その瞬間、我に返ったようにハッとし、口元に手を当てながら元々ズレていた視線を更にズラした。

「変なこと聞いてすみません・・・」

どうかしていた、と脳内で思っていると、彼から小さく漏れた笑いが聞こえてきて。

「弱っている時が一番落としやすいんだがな」

そんな言葉を余裕そうな態度で吐く彼に目を向ければ、態度通りの表情が目に映った。

いつもなら少なからず、ため息が出てくるものだけど。

今日はそんな気が起こらないのは、僅かな後ろめたさとほんの少しの感謝の気持ちがあるから、か。

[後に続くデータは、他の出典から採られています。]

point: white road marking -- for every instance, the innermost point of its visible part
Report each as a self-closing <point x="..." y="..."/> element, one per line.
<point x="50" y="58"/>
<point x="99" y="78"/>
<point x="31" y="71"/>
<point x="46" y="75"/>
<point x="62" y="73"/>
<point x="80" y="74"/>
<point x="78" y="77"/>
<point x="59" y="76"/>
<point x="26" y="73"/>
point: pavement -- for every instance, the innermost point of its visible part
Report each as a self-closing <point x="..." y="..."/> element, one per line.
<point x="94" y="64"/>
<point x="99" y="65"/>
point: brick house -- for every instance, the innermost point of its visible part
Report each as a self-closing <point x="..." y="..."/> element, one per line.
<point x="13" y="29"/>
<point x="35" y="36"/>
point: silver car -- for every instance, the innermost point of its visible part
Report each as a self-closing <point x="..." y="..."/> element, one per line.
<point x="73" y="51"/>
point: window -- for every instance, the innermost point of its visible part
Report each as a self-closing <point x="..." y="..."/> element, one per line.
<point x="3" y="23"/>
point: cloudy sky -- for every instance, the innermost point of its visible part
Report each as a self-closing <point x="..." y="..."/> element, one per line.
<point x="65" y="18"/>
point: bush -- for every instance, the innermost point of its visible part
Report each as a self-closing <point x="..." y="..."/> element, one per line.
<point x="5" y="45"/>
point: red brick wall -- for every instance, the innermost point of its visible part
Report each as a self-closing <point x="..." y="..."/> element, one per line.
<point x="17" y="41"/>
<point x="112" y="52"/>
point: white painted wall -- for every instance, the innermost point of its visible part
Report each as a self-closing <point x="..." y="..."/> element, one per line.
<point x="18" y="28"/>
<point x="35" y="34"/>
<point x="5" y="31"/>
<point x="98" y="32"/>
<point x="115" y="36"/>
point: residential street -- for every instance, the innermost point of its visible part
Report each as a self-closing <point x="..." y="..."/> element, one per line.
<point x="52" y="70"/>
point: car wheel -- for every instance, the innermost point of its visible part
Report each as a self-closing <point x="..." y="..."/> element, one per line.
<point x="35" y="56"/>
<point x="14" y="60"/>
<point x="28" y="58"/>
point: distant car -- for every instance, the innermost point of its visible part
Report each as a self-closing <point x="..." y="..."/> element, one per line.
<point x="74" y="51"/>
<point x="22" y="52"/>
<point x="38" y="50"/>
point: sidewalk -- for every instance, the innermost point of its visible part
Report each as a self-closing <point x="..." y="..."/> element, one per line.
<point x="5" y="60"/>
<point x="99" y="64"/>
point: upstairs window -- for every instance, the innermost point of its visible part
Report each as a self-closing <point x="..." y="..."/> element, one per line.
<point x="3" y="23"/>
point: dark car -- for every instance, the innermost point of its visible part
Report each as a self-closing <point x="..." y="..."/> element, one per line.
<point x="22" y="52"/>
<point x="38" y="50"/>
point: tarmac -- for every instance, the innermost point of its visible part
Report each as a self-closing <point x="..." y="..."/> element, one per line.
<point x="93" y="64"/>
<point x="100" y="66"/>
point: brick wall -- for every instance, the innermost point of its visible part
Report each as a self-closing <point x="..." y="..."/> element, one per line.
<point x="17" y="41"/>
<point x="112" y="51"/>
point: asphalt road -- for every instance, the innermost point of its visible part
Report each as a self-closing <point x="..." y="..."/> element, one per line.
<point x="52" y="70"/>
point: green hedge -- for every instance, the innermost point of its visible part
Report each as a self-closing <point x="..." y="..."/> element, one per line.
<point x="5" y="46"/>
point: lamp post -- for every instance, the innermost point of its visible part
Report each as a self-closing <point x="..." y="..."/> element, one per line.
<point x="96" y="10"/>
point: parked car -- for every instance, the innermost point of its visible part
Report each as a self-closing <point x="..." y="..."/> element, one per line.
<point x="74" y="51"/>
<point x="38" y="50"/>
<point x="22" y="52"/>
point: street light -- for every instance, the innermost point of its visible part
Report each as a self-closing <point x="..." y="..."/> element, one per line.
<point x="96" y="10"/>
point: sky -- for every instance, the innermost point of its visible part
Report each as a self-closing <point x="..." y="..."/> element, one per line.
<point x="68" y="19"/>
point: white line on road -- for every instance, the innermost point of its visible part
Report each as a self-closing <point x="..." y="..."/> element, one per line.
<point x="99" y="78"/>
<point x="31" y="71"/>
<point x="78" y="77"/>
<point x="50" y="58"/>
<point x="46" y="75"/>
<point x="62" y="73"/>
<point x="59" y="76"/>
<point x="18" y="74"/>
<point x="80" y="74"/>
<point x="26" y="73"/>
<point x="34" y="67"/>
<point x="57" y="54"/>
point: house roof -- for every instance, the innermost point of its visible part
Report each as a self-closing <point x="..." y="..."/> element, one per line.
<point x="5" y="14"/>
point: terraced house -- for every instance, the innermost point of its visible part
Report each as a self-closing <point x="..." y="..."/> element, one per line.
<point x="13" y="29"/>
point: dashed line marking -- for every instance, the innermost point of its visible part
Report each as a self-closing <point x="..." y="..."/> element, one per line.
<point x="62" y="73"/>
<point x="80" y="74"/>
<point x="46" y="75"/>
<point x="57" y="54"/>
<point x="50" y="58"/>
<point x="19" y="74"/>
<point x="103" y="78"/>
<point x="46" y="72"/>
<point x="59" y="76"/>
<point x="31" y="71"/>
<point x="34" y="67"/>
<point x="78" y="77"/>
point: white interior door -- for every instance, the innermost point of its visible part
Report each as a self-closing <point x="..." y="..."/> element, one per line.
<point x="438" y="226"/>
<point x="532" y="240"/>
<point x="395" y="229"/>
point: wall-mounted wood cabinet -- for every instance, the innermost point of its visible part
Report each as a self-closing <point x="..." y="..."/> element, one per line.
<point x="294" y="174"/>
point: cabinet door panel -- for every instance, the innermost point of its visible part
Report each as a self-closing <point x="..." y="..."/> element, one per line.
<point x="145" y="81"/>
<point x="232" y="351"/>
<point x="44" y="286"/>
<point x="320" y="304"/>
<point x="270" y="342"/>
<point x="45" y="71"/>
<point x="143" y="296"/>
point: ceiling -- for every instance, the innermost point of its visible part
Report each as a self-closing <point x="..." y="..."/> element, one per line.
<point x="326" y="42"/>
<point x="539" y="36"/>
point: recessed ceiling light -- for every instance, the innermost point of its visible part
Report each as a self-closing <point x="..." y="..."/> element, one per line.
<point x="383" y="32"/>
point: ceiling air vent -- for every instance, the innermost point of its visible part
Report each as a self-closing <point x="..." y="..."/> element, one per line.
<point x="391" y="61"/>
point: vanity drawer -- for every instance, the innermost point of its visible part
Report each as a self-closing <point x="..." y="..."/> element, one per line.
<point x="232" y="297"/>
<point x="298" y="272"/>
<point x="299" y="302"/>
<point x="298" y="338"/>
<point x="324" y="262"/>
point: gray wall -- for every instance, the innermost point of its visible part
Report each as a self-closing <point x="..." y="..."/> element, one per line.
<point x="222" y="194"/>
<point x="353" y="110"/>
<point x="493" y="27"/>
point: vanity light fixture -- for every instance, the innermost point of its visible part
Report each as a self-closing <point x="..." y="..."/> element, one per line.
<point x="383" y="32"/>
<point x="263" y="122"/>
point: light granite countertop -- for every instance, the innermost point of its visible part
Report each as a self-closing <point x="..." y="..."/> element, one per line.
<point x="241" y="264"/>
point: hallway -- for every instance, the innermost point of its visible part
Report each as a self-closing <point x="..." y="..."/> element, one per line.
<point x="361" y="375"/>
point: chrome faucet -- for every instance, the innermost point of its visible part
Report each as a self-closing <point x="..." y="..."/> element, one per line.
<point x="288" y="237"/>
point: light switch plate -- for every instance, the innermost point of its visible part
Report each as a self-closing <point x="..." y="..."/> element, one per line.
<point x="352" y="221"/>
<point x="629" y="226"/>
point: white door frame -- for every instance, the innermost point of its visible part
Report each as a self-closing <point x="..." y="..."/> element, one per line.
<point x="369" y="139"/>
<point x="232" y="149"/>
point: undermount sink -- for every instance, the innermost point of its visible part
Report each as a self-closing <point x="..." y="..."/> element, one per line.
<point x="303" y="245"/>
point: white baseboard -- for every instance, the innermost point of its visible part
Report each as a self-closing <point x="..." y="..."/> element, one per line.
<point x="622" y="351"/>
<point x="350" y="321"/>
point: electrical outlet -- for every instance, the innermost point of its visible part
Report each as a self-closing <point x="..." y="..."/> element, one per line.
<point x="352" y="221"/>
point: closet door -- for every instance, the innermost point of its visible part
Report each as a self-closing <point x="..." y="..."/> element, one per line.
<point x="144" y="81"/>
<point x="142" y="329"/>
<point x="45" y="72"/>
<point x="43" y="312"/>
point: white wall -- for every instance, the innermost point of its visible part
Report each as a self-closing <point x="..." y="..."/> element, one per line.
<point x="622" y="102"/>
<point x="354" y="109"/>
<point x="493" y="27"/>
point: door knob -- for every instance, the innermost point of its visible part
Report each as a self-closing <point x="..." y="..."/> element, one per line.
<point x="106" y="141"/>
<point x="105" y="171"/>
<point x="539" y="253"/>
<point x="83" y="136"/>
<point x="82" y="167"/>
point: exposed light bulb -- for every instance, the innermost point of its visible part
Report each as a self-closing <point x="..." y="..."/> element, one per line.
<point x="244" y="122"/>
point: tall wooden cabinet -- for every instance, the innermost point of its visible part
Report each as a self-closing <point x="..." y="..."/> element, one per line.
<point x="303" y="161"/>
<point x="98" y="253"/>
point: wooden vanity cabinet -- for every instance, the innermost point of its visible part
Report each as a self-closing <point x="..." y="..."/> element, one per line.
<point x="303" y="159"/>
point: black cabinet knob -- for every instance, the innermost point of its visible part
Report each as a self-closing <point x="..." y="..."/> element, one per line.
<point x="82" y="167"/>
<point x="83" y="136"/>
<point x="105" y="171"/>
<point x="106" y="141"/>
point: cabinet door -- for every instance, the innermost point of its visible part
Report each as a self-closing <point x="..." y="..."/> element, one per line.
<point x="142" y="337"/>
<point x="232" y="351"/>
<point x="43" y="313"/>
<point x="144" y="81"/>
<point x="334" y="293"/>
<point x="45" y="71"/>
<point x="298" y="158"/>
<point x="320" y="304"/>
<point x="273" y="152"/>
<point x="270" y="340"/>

「彼の事は心配するな。これくらいでどうにかなる男ではないだろう。それより、今は自分の心配をしたらどうだ」

赤井さんの言う通りだ。

零だって無策な訳じゃないだろう。
そこに私が副作用なんかで迷惑や心配をかければ・・・足でまとい所ではない。

「それと、もう一つ」
「?」

彼の言葉に、無意識に服を握り締めていた手を僅かに緩めては視線を向けて。

「あまり自分を追い込むな。それは君の為にも彼の為にもならない事だ」

追い込んでいたのだろうか。
そんなつもりは無かったが、言われてみればそうなのかもしれない。

最近の私は、自分の意思すらあるかどうか分からないのか。

「君は一度言うだけでは分からないようだからな」

・・・こういう、零と似たようなことをいうから。
好きではないが、嫌いにはなりきれないのかもしれない。

「もう少し、自分を大事にしろ」

話は終わりだと言うように立ち上がると、彼はどこかへ向かって行って。

その背中を見つめながら、視界から居なくなるまでそれを目で追った。

良い意味で空っぽになった体で自分も立ち上がると、軽くなった足で裏口から出ては来た道を戻り、再びタクシーへと乗り込んだ。